Chiesa di San Domenico

La Chiesa dedicata a San Vincenzo Ferreri e alla Santissima Annunziata è popolarmente nota come San Domenico. Essa è infatti annessa al convento-seminario dei frati predicatori istituito nel 1506 da Claudio, il terzo Monsignore di Savoia – Racconigi; a fine ‘500, Giovanni Battista e Bernardino II (ultimo dei Racconigi) disposero la ricostruzione con ingrandimento dell’edificio, che entro il 1604 assunse le attuali dimensioni.

La chiesa, a tre navate, presenta numerosi altari e due grandi cappelle, che formano il transetto: a destra, la Cappella del Rosario conserva preziosi quadretti in rame: tra questi la raffigurazione di Caterina Mattei nell’atto di indossare (nel 1514) l’abito di terziaria domenicana, con alle spalle Claudio di Racconigi . La cappella di sinistra è dedicata a Santa Caterina da Siena.

Di notevole interesse storico ed iconografico  sono i due altari alla testata delle navate laterali.

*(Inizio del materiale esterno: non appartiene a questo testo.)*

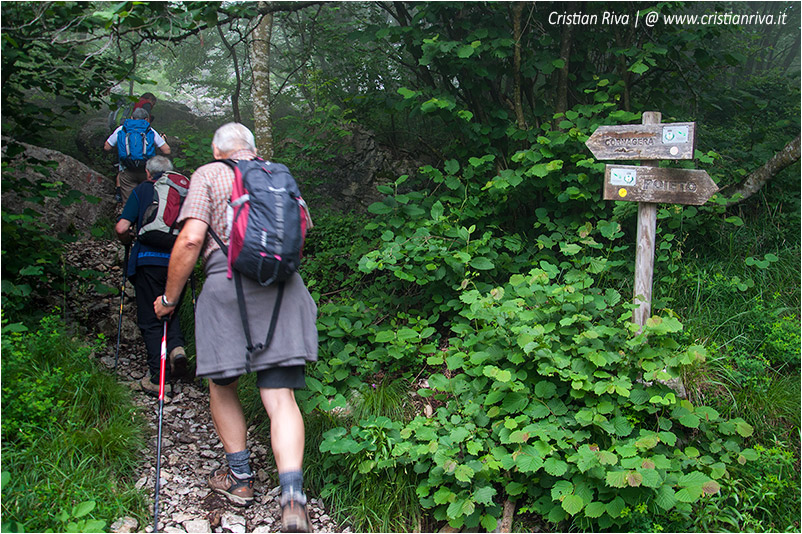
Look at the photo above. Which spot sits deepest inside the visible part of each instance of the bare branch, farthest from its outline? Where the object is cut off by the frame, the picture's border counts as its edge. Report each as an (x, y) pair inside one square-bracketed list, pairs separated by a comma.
[(758, 178)]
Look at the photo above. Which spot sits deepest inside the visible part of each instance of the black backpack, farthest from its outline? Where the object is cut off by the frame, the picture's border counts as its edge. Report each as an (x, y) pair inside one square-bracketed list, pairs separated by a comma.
[(267, 227)]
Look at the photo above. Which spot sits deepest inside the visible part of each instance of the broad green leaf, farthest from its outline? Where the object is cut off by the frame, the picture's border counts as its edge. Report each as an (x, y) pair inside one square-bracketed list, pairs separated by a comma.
[(463, 473), (545, 389), (665, 498), (634, 479), (743, 428), (595, 509), (615, 507), (484, 495), (384, 336), (573, 504), (617, 479), (555, 467), (481, 263), (690, 420), (489, 523), (529, 462)]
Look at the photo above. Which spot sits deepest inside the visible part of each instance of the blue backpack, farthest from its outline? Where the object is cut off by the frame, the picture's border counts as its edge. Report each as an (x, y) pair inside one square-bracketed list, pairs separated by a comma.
[(135, 144)]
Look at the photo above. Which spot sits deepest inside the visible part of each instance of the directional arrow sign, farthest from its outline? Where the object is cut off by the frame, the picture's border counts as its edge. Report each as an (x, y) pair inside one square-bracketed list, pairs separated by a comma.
[(653, 184), (643, 141)]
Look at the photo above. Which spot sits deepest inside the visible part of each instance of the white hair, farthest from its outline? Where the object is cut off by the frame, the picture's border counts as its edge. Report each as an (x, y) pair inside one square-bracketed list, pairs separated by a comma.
[(232, 137), (158, 164)]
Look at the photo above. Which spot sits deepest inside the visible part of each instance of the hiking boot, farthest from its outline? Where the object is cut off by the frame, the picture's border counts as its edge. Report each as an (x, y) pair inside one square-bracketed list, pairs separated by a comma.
[(238, 491), (178, 362), (153, 389), (294, 517)]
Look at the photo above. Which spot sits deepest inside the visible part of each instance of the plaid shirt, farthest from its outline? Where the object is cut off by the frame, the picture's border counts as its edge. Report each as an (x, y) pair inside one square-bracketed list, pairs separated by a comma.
[(207, 200)]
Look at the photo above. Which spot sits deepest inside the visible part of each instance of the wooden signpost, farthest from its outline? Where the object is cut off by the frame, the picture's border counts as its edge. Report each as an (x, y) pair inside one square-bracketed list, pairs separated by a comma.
[(643, 141), (648, 184), (653, 184)]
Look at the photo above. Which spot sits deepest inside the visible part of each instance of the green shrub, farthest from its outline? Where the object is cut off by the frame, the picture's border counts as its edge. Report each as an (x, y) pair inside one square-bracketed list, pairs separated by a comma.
[(70, 435)]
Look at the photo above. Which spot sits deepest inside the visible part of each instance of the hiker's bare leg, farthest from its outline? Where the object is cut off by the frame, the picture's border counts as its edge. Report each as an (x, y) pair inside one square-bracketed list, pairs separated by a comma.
[(229, 421), (286, 428)]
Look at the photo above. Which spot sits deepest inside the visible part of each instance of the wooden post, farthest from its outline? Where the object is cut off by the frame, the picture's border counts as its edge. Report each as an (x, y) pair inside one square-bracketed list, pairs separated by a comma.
[(644, 255)]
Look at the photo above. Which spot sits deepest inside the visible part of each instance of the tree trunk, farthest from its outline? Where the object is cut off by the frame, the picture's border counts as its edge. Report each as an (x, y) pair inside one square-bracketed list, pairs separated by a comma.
[(517, 34), (757, 179), (238, 86), (562, 77), (260, 63)]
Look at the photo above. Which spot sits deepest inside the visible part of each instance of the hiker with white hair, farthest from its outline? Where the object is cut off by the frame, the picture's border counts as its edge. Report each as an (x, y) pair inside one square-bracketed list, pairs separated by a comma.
[(291, 333)]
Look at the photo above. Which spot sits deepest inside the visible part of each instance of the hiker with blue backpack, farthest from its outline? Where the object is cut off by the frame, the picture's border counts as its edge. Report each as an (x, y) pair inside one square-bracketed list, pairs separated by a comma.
[(148, 219), (136, 142), (254, 313)]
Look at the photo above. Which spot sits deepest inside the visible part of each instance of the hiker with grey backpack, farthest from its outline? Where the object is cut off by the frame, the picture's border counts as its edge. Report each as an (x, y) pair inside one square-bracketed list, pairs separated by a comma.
[(254, 313), (149, 221)]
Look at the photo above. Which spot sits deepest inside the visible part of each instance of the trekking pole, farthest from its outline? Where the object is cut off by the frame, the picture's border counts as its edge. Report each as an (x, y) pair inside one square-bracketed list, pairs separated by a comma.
[(122, 298), (192, 285), (162, 365)]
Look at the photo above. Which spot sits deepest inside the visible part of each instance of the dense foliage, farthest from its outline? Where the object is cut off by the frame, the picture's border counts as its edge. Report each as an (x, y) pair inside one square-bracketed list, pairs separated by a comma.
[(70, 435)]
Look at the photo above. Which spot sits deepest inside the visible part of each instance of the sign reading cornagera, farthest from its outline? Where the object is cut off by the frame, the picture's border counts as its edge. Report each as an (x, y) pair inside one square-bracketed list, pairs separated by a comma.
[(657, 185), (643, 141)]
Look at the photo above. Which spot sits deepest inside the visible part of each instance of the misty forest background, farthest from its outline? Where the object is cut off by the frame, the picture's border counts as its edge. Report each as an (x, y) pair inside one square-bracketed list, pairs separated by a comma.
[(478, 367)]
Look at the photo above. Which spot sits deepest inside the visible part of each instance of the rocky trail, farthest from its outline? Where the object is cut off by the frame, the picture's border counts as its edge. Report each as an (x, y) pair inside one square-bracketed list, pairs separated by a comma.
[(190, 447)]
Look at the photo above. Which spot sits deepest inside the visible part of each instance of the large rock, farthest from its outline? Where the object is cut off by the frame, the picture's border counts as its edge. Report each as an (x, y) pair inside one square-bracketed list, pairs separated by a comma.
[(361, 164), (58, 213)]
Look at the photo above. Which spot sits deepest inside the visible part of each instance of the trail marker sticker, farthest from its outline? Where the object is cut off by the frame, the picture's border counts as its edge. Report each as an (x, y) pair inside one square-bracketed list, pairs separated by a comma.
[(623, 176)]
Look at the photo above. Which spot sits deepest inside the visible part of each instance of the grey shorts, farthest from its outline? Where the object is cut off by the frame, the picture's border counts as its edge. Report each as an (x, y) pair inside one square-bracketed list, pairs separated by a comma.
[(292, 377)]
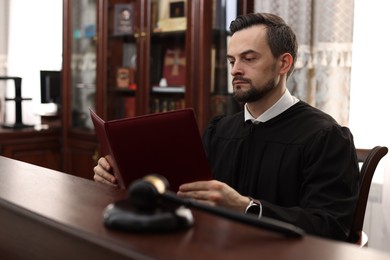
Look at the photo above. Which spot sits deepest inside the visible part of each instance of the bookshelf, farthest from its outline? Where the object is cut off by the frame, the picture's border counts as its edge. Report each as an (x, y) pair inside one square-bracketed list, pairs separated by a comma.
[(126, 58)]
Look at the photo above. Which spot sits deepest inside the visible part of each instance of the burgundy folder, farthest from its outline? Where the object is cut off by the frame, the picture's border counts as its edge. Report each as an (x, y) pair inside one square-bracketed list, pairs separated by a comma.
[(165, 143)]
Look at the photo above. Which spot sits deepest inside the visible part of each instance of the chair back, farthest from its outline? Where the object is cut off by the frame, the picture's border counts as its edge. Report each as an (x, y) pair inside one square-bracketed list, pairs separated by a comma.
[(370, 159)]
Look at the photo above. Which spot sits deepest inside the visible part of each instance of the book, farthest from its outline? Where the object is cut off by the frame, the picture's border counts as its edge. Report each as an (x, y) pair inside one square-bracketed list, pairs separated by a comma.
[(176, 89), (124, 19), (168, 144)]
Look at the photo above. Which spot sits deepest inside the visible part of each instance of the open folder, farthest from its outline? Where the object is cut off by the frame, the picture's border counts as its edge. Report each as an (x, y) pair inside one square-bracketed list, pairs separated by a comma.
[(165, 143)]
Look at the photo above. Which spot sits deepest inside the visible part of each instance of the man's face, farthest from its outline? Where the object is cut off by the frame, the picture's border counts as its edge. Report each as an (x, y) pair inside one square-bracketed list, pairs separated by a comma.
[(254, 68)]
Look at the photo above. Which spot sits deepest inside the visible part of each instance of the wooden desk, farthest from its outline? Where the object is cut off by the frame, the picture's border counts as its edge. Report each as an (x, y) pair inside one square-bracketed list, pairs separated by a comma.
[(40, 147), (46, 214)]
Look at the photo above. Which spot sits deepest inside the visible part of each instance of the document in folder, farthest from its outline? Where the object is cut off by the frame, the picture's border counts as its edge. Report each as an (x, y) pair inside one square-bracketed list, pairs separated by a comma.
[(165, 143)]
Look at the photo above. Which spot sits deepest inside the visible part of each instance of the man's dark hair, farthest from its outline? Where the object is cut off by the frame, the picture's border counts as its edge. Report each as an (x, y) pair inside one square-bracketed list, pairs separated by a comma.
[(280, 37)]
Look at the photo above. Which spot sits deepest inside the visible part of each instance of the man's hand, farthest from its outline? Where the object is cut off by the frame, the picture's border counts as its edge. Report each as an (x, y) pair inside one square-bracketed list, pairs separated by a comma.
[(103, 173), (214, 193)]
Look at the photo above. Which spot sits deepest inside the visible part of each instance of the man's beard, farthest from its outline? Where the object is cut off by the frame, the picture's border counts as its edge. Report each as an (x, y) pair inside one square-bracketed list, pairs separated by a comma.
[(254, 94)]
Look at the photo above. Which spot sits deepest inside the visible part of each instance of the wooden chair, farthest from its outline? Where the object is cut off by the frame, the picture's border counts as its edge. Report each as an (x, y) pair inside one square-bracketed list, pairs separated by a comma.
[(370, 159)]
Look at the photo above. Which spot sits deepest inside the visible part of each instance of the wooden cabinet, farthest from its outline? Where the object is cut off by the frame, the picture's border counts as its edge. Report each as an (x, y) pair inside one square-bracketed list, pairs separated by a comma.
[(117, 61), (40, 147)]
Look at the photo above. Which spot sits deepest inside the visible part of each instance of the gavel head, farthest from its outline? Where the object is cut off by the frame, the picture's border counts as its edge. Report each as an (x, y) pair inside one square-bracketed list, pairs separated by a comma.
[(145, 194)]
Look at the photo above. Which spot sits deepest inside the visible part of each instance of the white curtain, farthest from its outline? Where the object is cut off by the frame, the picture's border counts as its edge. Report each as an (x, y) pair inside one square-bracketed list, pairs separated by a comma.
[(369, 107), (4, 20), (324, 30)]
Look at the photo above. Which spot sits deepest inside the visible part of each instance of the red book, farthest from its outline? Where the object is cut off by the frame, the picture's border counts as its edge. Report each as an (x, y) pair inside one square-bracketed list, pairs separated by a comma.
[(168, 144)]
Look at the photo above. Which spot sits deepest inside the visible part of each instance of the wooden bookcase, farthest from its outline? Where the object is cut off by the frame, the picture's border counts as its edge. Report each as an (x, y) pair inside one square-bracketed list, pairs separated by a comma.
[(114, 65)]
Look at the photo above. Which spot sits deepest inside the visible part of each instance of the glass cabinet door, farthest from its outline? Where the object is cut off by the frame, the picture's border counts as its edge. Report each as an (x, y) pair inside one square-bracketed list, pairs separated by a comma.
[(168, 55), (83, 62), (146, 62), (122, 72)]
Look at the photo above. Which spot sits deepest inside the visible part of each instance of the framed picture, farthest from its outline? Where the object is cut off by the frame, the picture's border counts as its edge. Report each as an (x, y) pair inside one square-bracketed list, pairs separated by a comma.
[(124, 18)]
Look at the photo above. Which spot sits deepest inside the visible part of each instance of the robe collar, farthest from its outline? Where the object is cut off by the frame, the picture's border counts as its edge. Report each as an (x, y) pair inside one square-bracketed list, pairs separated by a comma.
[(284, 103)]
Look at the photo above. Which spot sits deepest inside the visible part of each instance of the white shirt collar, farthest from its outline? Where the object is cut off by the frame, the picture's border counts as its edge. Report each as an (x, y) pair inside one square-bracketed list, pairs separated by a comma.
[(284, 103)]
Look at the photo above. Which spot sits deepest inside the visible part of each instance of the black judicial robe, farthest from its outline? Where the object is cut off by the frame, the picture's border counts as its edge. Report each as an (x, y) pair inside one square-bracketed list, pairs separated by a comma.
[(301, 165)]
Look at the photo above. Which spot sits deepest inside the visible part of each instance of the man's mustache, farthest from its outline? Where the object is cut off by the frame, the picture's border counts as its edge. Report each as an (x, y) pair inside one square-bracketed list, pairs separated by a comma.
[(241, 79)]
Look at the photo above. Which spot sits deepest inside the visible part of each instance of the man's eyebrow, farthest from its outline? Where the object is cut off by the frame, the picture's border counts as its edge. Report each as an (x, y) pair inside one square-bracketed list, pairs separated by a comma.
[(241, 54)]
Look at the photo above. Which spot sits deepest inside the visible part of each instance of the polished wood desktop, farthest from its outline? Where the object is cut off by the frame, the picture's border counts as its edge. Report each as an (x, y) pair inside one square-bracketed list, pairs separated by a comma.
[(46, 214)]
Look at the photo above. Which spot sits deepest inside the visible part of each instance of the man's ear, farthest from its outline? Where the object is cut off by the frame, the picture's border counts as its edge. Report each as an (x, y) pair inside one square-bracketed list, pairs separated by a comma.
[(286, 63)]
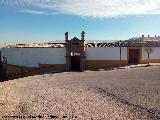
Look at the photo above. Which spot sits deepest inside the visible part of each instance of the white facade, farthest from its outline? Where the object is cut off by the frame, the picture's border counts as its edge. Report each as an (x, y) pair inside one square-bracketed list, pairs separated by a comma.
[(108, 53), (155, 54), (32, 57)]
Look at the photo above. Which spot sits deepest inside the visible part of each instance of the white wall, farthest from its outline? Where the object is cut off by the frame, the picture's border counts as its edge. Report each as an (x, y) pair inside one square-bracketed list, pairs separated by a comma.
[(154, 55), (32, 57), (110, 53)]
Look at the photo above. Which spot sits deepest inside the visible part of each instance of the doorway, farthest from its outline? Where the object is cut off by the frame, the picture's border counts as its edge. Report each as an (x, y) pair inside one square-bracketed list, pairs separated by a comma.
[(75, 63), (134, 56)]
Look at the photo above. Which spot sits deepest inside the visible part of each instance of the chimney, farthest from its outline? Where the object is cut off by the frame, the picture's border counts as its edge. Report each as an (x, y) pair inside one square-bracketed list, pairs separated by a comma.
[(82, 35), (66, 36)]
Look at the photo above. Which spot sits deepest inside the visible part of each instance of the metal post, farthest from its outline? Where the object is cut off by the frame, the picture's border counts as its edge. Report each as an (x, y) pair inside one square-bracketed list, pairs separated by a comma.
[(120, 53), (1, 70)]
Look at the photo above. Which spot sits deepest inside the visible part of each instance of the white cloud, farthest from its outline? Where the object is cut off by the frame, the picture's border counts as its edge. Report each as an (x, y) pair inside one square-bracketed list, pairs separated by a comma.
[(90, 8)]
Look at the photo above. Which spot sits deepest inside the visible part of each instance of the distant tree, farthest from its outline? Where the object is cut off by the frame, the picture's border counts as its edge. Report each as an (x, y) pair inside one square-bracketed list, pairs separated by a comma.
[(148, 50), (135, 39)]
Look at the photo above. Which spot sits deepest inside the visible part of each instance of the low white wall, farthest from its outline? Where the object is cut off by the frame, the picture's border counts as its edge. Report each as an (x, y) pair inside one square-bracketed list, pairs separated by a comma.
[(154, 55), (110, 53), (32, 57)]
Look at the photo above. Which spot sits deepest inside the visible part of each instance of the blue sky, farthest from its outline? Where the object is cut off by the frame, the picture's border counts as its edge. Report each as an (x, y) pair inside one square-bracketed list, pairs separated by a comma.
[(29, 21)]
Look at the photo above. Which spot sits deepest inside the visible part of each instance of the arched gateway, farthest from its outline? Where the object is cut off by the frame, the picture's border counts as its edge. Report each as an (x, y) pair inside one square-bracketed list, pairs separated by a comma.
[(75, 53)]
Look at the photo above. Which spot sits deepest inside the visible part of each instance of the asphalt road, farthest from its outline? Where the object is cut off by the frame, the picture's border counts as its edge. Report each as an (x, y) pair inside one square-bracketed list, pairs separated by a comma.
[(126, 94)]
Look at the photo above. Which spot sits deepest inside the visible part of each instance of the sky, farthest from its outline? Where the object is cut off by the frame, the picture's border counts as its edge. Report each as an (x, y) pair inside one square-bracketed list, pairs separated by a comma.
[(38, 21)]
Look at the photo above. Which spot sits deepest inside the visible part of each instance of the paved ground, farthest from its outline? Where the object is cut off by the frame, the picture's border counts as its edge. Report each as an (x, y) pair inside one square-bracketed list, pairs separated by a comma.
[(126, 94)]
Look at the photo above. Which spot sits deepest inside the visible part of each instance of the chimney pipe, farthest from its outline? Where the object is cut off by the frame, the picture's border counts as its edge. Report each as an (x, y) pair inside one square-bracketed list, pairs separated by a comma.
[(66, 36)]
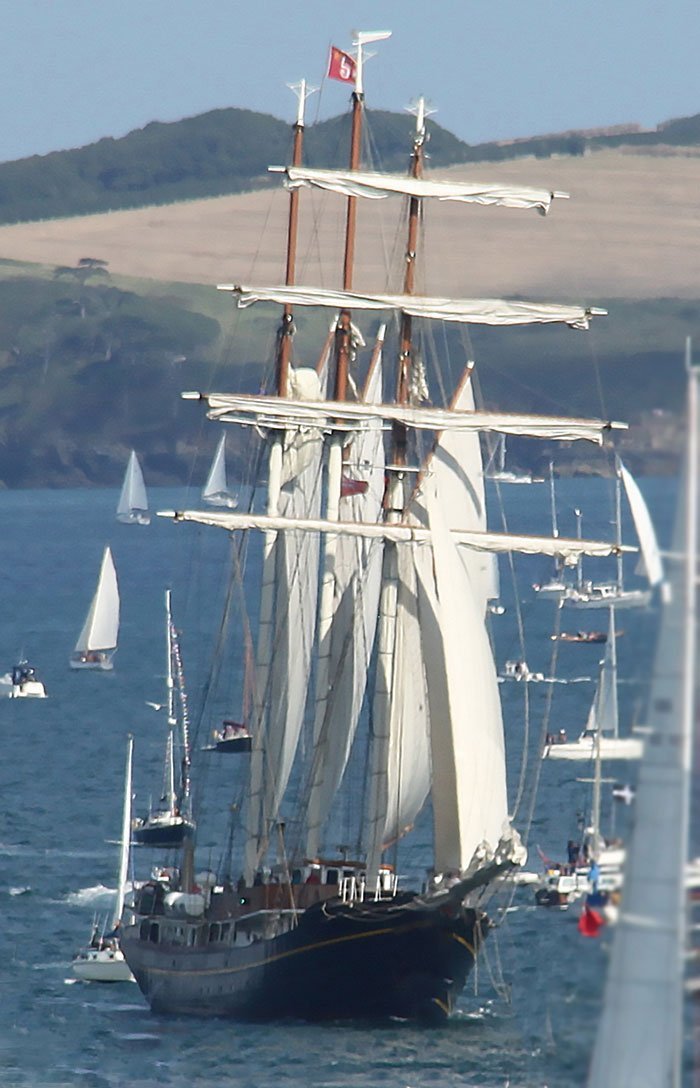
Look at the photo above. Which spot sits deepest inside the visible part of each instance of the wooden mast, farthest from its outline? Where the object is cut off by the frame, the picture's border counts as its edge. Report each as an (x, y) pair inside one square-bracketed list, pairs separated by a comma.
[(284, 351), (343, 332)]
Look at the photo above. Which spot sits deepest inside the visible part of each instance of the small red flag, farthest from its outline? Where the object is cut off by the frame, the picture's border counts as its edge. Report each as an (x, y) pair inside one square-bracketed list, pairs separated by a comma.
[(352, 486), (341, 65), (590, 922)]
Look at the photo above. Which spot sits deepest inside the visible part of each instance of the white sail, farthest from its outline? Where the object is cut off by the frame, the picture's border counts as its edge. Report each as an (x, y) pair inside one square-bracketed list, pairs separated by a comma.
[(639, 1038), (650, 557), (400, 766), (379, 186), (481, 311), (216, 490), (126, 835), (133, 504), (456, 465), (265, 411), (351, 637), (287, 626), (404, 533), (100, 629), (468, 755)]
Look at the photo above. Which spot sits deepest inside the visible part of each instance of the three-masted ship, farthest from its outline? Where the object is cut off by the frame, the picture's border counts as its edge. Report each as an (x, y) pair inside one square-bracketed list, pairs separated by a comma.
[(375, 593)]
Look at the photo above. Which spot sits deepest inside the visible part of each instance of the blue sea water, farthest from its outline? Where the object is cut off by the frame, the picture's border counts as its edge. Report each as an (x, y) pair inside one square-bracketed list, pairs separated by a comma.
[(528, 1014)]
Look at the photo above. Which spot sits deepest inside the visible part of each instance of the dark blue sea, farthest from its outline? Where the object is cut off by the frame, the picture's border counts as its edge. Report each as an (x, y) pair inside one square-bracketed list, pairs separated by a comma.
[(528, 1015)]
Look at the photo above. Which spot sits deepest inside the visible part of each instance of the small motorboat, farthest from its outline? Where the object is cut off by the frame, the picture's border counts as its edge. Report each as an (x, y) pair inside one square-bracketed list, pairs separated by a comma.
[(22, 683), (232, 737)]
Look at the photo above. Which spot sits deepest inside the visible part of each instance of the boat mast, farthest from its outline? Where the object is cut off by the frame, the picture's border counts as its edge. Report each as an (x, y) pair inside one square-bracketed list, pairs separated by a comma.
[(256, 832), (126, 833), (343, 333)]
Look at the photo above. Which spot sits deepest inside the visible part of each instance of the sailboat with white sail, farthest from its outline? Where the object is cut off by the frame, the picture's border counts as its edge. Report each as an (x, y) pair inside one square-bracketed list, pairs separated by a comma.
[(170, 821), (406, 572), (102, 960), (591, 594), (97, 642), (639, 1037), (601, 734), (133, 503), (216, 491)]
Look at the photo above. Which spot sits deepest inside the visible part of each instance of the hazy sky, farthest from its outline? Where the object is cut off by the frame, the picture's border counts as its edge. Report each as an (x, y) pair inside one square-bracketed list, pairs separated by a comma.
[(72, 71)]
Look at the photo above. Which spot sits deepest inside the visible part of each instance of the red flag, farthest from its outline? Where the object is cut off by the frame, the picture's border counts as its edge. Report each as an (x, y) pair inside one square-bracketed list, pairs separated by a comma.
[(590, 922), (341, 65), (352, 486)]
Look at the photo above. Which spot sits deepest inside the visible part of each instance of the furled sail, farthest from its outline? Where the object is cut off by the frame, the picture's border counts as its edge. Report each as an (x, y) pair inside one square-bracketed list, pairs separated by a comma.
[(650, 558), (565, 548), (286, 625), (132, 501), (603, 713), (351, 635), (483, 311), (467, 746), (338, 415), (456, 464), (378, 186), (100, 629)]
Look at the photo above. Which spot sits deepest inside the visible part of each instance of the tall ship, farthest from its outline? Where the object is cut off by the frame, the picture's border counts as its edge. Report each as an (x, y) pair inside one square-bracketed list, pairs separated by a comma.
[(376, 570)]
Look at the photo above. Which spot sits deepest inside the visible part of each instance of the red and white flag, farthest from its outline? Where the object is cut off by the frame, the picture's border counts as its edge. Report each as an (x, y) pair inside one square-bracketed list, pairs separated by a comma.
[(341, 65)]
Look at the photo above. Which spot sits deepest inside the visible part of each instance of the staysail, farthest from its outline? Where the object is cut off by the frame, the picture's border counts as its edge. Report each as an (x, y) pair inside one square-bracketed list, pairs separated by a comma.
[(216, 490)]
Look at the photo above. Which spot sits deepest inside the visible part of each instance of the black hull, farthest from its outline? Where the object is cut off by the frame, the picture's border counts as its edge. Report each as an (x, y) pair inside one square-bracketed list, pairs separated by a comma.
[(377, 961)]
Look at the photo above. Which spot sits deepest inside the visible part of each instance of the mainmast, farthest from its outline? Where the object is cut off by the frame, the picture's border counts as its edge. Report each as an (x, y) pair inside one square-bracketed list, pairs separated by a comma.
[(257, 817), (403, 382)]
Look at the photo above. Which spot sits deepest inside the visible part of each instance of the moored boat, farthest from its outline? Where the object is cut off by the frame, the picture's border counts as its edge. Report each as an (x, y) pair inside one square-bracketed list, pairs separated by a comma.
[(406, 575), (97, 641)]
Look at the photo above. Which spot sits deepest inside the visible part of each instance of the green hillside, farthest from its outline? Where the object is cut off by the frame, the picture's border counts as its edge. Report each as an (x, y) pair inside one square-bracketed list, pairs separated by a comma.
[(229, 151), (91, 365)]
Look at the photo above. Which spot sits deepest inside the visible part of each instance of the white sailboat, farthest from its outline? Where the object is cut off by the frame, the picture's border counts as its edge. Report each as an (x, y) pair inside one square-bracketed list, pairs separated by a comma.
[(133, 503), (216, 491), (601, 736), (639, 1039), (603, 594), (556, 586), (102, 960), (97, 641), (310, 930), (500, 473), (22, 682)]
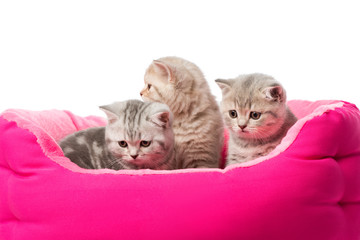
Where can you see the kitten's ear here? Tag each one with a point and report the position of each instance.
(224, 85)
(164, 69)
(112, 117)
(276, 94)
(162, 119)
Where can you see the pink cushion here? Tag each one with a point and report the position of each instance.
(307, 188)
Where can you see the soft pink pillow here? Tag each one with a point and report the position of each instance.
(307, 188)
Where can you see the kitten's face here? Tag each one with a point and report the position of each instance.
(141, 136)
(252, 108)
(165, 83)
(143, 148)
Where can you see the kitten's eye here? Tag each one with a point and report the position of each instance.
(123, 144)
(233, 114)
(255, 115)
(145, 143)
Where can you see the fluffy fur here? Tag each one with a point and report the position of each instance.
(255, 111)
(198, 125)
(138, 135)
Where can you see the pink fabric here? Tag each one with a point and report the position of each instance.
(307, 188)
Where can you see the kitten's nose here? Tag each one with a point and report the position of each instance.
(134, 156)
(242, 127)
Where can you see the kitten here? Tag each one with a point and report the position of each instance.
(255, 112)
(138, 135)
(198, 125)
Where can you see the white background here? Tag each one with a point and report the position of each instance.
(77, 55)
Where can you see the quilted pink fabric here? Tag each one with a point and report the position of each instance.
(307, 188)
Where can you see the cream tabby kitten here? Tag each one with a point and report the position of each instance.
(198, 125)
(255, 112)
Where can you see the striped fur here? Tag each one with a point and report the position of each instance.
(198, 125)
(132, 122)
(252, 96)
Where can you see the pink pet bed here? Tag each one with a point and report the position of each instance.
(307, 188)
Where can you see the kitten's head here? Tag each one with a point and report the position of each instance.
(171, 80)
(138, 134)
(253, 106)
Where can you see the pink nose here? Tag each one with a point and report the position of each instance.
(242, 127)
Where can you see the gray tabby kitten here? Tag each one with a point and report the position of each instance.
(255, 112)
(138, 135)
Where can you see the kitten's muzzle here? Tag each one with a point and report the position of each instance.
(134, 156)
(242, 127)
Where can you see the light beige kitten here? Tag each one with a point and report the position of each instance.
(255, 111)
(198, 125)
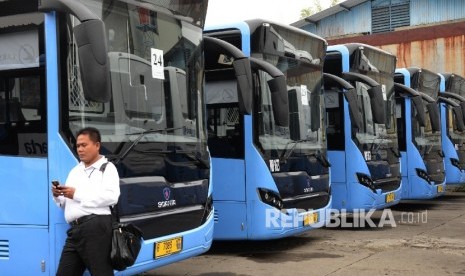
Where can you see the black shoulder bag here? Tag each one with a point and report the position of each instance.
(126, 240)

Quello di sinistra è dedicato a Caterina Mattei: venne eretto nel 1630 quale voto per la cessazione della peste. Quello di destra conserva il quadro raffigurante il papa domenicano San Pio V, cioè Antonio Michele Ghislieri, nativo di Bosco Marengo (AL). Vuole la tradizione che quando era vescovo di Mondovì, oltre che Inquisitore Generale e Cardinale, egli abbia tenuto una predica in questa chiesa.    

Il pregio principale dell’edificio è costituito dagli affreschi illusionistici che compongono finte balconate e cupolini; eseguiti tra il 1765 ed il 1774, furono opera di Pietro Antonio Pozzo e Gallo Barelli, con interventi di Giuseppe Dallamano. Nel presbiterio, la pala d’altare raffigurante la Santissima Annunziata è attribuita a Giovanni Battista Pozzo.